I think that this is something that many people do not talk about or maybe they are afraid to talk about it. Opinions and emotions are stronger than ever when it comes to this topic (working moms). For the working moms, sometimes all you can do is not talk about it in order to keep it together. For non-working moms, you might not be able to relate and probably don't even want to imagine being away from your little one. For non-moms and the male gender, some of the things working moms go through might seem somewhat relatable, but it can still be very difficult to actually understand. No one is wrong because they react these ways and I think more than anything people truly have the intention to help, comfort, and become empathetic for each other. But no matter how we paint the picture, the situation of a working mom is hard.
Women work for different reasons. Some women work because they want to, some women work because they have to, and I bet there are even a handful of women who are working because they just aren't sure what to do. Whether you are working full-time or part-time, you have days where life is just hard. You have days where you wonder, "why am I doing this?" and "why did I think I could do this?" You have days where you look yourself in the mirror and just stare because you are not even sure who is staring back at you.
Yesterday was one of those days for me. One of those days that hurts so incredibly much. Like rip your heart out, tear it to pieces, and then try to stick it back in your chest and expect it to work well "much." I am not sure why it seemed worse than other days, but my body literally ached to be away from my son. For a few moments there was not one good reason to be away from him, miss out on his smiles, smells, noises, and cuddles. There was no good reason I was sitting at my desk working hard to help provide for my family. Nothing mattered but him.
On my way to pick Asa up at daycare I found myself sobbing, the kind of sobbing that exhausts you once you are done but also feels so liberating because you have actually allowed yourself to feel pain and allowed your body to respond accordingly. I decided to just let it happen. My body and mind recognizes that being away from my son is painful. It didn't make the situation change or improve, but it did allow me to feel real, raw emotion. This is what I am learning. Being a working mom for me is not about always having great days or even enjoying time apart from your child, it is about learning to be real. To be real with who you are, what you are capable of, and what you are feeling. It is about being real with what your family needs in your current situation, and being real in meeting that need. It is okay if real is ugly sometimes (because luckily it is not always ugly).
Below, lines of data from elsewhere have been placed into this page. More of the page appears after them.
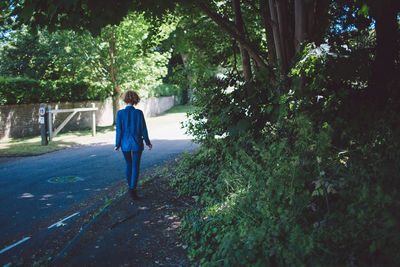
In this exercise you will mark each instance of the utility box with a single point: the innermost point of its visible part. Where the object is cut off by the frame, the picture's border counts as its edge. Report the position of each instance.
(43, 124)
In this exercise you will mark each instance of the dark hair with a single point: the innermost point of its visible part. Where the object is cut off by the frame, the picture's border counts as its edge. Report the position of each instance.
(131, 97)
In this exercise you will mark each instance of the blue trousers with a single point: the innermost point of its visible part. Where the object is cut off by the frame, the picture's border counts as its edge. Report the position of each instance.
(132, 160)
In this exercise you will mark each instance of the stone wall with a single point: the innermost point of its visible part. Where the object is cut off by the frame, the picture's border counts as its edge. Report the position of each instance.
(23, 120)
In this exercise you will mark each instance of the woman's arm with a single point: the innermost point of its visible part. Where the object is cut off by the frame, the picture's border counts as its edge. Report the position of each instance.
(118, 135)
(144, 132)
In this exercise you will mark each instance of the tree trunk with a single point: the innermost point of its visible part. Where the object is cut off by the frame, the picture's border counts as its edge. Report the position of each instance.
(246, 65)
(266, 18)
(186, 90)
(300, 24)
(230, 29)
(112, 52)
(387, 51)
(279, 47)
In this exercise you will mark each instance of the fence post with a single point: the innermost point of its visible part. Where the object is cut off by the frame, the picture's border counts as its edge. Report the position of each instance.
(93, 120)
(43, 124)
(49, 122)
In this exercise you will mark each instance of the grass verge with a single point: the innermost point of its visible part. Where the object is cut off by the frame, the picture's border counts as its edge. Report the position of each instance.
(30, 146)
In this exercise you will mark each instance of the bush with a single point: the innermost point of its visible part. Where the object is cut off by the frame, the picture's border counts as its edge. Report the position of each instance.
(166, 90)
(29, 91)
(305, 178)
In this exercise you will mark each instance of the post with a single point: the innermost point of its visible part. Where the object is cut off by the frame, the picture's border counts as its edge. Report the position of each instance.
(43, 125)
(93, 120)
(49, 122)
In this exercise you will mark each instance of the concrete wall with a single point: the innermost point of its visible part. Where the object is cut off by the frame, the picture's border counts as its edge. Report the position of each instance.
(23, 120)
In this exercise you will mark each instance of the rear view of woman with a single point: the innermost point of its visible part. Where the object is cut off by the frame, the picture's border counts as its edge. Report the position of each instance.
(131, 130)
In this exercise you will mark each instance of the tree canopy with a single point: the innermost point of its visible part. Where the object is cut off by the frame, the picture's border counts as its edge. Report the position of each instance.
(296, 110)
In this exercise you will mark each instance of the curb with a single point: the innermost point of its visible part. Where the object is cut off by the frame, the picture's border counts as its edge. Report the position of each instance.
(83, 230)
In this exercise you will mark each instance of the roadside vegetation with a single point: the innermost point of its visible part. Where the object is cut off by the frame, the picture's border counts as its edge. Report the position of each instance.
(31, 146)
(296, 107)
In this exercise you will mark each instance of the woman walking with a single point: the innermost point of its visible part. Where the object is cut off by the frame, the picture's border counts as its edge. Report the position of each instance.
(130, 131)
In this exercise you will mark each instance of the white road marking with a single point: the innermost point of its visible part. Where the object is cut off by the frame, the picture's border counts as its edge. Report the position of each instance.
(60, 223)
(14, 245)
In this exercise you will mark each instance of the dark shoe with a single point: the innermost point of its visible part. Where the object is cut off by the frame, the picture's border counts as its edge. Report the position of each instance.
(135, 195)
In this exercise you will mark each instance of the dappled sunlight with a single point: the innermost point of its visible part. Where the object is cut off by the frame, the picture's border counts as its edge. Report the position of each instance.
(26, 195)
(46, 197)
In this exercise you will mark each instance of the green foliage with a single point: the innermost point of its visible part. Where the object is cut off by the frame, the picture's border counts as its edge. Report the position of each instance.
(304, 177)
(28, 91)
(165, 89)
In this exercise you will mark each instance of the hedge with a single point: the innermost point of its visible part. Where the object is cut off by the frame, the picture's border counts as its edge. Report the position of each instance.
(29, 91)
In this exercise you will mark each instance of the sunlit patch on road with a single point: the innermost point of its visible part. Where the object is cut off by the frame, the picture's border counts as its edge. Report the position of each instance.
(26, 195)
(65, 179)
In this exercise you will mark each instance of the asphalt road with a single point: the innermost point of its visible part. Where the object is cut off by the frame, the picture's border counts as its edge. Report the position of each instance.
(36, 191)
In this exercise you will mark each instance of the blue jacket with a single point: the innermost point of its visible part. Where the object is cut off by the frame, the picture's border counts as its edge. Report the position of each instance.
(131, 130)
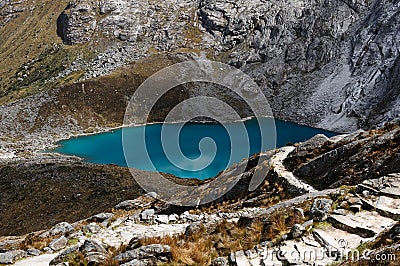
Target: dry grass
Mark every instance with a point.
(34, 241)
(206, 244)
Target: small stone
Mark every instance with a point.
(340, 212)
(61, 228)
(299, 212)
(344, 205)
(220, 262)
(101, 217)
(95, 257)
(58, 243)
(10, 257)
(134, 262)
(149, 251)
(147, 214)
(173, 217)
(355, 208)
(320, 209)
(297, 230)
(91, 228)
(93, 246)
(192, 229)
(33, 251)
(354, 201)
(162, 219)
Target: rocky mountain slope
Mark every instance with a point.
(286, 220)
(70, 67)
(331, 64)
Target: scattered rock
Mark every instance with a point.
(147, 214)
(93, 246)
(58, 243)
(61, 228)
(320, 209)
(10, 257)
(77, 23)
(95, 257)
(299, 213)
(101, 217)
(355, 208)
(220, 262)
(91, 228)
(192, 229)
(163, 219)
(144, 252)
(173, 217)
(33, 251)
(297, 230)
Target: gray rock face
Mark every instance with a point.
(93, 246)
(321, 209)
(58, 243)
(147, 214)
(319, 62)
(144, 252)
(297, 230)
(61, 228)
(220, 262)
(10, 256)
(10, 9)
(77, 23)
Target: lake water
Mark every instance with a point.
(211, 156)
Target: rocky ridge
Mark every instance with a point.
(263, 227)
(336, 61)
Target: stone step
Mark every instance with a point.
(385, 206)
(388, 186)
(336, 240)
(365, 224)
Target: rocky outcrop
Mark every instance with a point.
(10, 9)
(347, 160)
(77, 22)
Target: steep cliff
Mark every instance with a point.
(330, 64)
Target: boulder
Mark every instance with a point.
(144, 252)
(147, 214)
(220, 262)
(162, 219)
(297, 230)
(77, 23)
(93, 245)
(61, 228)
(320, 209)
(58, 243)
(10, 257)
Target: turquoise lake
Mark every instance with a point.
(107, 148)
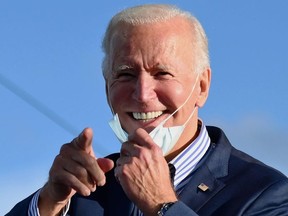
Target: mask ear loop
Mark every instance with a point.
(191, 92)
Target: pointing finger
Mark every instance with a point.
(84, 141)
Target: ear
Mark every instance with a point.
(204, 84)
(107, 95)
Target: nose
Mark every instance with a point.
(144, 88)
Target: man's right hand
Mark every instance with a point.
(75, 169)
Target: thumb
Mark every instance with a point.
(105, 164)
(84, 141)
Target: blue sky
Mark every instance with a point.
(50, 57)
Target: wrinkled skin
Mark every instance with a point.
(151, 70)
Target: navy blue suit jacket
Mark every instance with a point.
(238, 185)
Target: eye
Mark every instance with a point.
(163, 75)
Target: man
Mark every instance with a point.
(157, 74)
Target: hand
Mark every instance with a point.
(143, 173)
(75, 169)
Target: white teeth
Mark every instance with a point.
(146, 116)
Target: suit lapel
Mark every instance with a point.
(213, 166)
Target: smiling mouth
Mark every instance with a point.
(146, 116)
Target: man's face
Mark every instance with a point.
(151, 74)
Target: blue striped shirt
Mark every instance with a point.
(184, 163)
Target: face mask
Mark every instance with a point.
(164, 137)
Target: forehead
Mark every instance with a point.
(152, 42)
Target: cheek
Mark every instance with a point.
(118, 96)
(174, 95)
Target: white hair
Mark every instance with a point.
(154, 13)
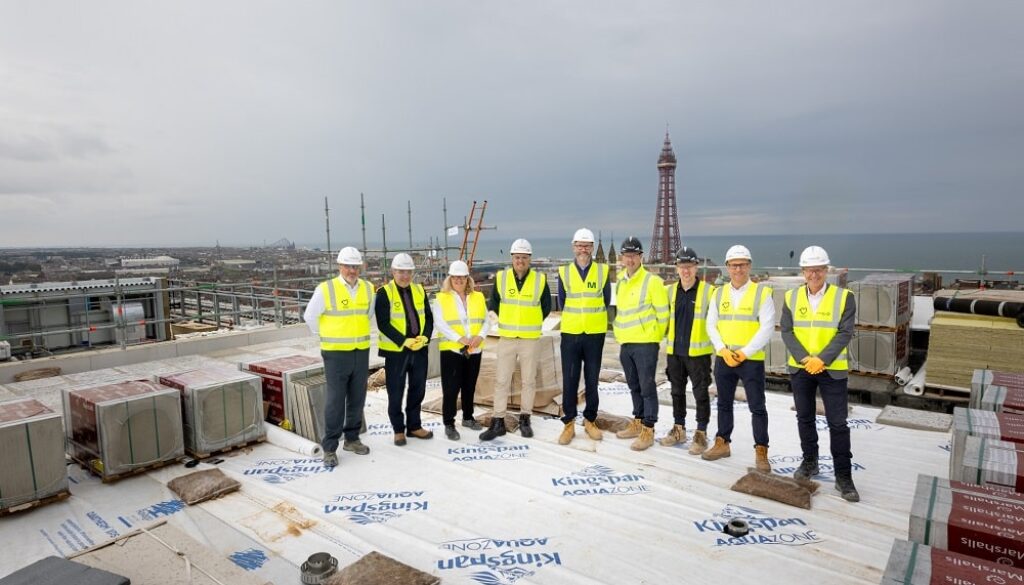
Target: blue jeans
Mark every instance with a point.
(834, 395)
(581, 349)
(346, 374)
(753, 374)
(639, 365)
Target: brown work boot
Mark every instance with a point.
(631, 431)
(645, 440)
(718, 451)
(699, 443)
(761, 458)
(592, 431)
(567, 433)
(677, 434)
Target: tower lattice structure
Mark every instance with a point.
(666, 241)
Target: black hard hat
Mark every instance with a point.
(631, 245)
(686, 254)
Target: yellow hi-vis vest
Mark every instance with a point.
(519, 314)
(384, 342)
(641, 308)
(344, 325)
(699, 341)
(816, 329)
(737, 325)
(476, 311)
(584, 310)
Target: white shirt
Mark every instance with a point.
(766, 320)
(317, 304)
(446, 330)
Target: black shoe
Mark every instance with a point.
(844, 484)
(808, 468)
(497, 428)
(524, 428)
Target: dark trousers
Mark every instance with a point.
(697, 369)
(459, 375)
(834, 394)
(346, 374)
(639, 365)
(581, 354)
(397, 368)
(753, 374)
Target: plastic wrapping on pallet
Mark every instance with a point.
(117, 428)
(32, 453)
(221, 408)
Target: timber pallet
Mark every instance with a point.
(35, 503)
(224, 450)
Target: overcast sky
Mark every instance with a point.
(183, 123)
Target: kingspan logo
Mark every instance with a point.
(504, 561)
(600, 481)
(284, 470)
(488, 451)
(764, 529)
(376, 507)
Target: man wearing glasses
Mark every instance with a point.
(817, 325)
(740, 321)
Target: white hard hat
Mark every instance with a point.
(349, 256)
(584, 235)
(814, 256)
(737, 252)
(459, 268)
(402, 261)
(521, 246)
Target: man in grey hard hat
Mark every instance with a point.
(818, 321)
(339, 315)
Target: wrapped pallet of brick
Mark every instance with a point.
(990, 462)
(32, 454)
(914, 563)
(276, 373)
(221, 408)
(976, 523)
(119, 428)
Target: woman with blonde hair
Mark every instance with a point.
(461, 317)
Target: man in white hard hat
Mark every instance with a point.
(740, 321)
(818, 321)
(521, 299)
(585, 293)
(339, 315)
(404, 325)
(641, 320)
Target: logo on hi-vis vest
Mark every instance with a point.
(376, 507)
(764, 529)
(505, 560)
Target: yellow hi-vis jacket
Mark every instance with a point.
(344, 325)
(641, 308)
(519, 314)
(737, 325)
(397, 308)
(584, 310)
(476, 311)
(816, 329)
(699, 341)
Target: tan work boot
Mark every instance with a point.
(645, 440)
(631, 431)
(567, 433)
(761, 458)
(677, 434)
(699, 443)
(718, 451)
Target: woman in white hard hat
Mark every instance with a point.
(461, 317)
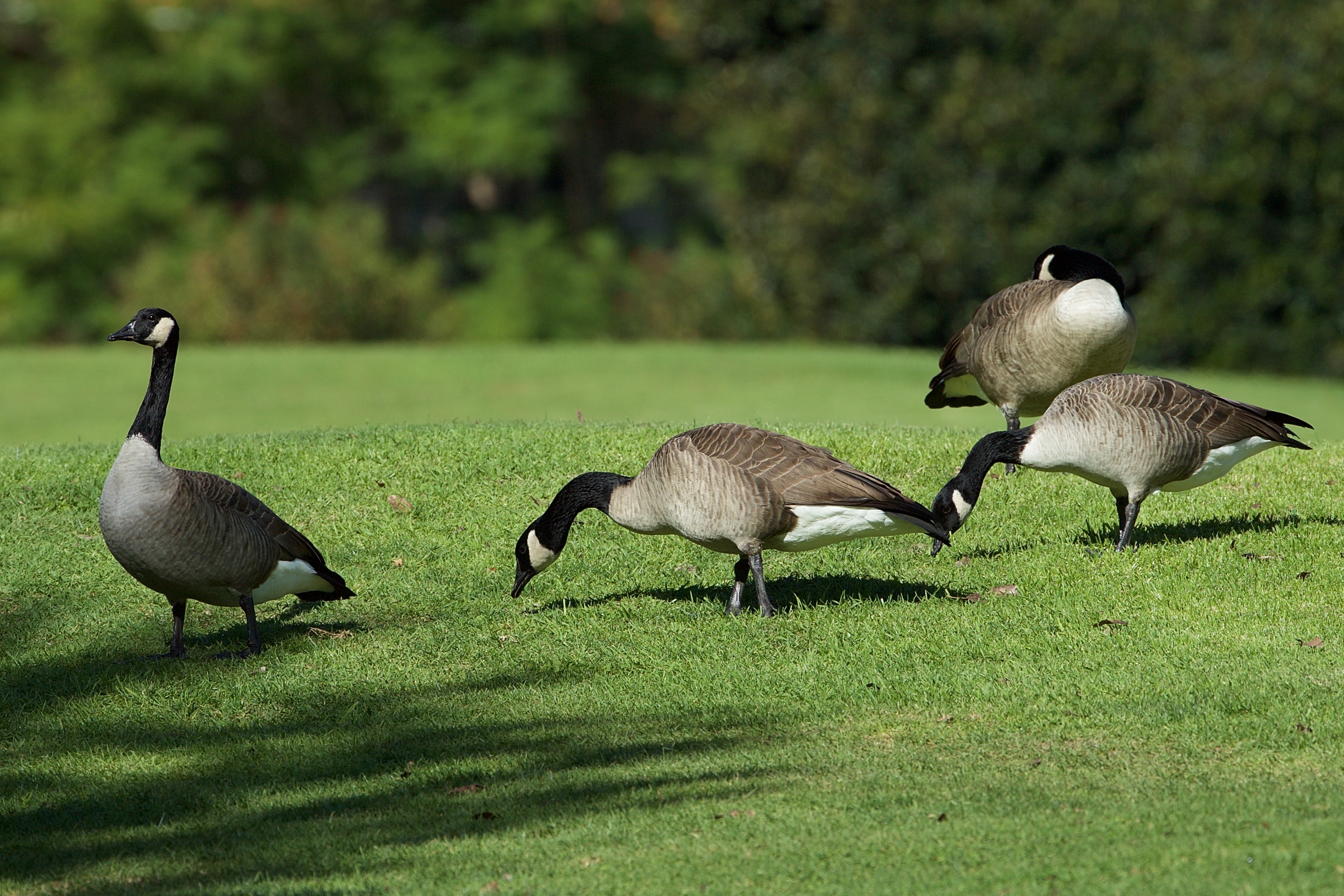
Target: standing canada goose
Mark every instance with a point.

Another real moment that happened: picking up my son and have him immediately nuzzle into my shoulder. After my rather tough day I could literally feel the oxytocin being released into my system as I held him. The juxtaposition of the two extremes was startling to encounter so close together but holding him seemed to melt away the tension that was building within me. Being a working mom might be one of the hardest things that I have ever done but that first moment where I see Asa after a long day of work is one of the sweetest things that has ever happened to me. Isn't it funny how God provides that balance for us?
I am thankful that not everyday is as hard a yesterday was. I am thankful that I have a good job, a loving husband, and beautiful, healthy son-even if these things might clash with each other sometimes. If you are a working mom who is struggling right now- you are not alone. I can't tell you that it will get better (but it might) but I can tell you that there are blessings in this situation. We have the opportunity to really explore what we are capable of. We have the opportunity to feel emotions at a level that otherwise might not be experienced. We have that special moment of reuniting with our child and we have God to sustain us when we hurt.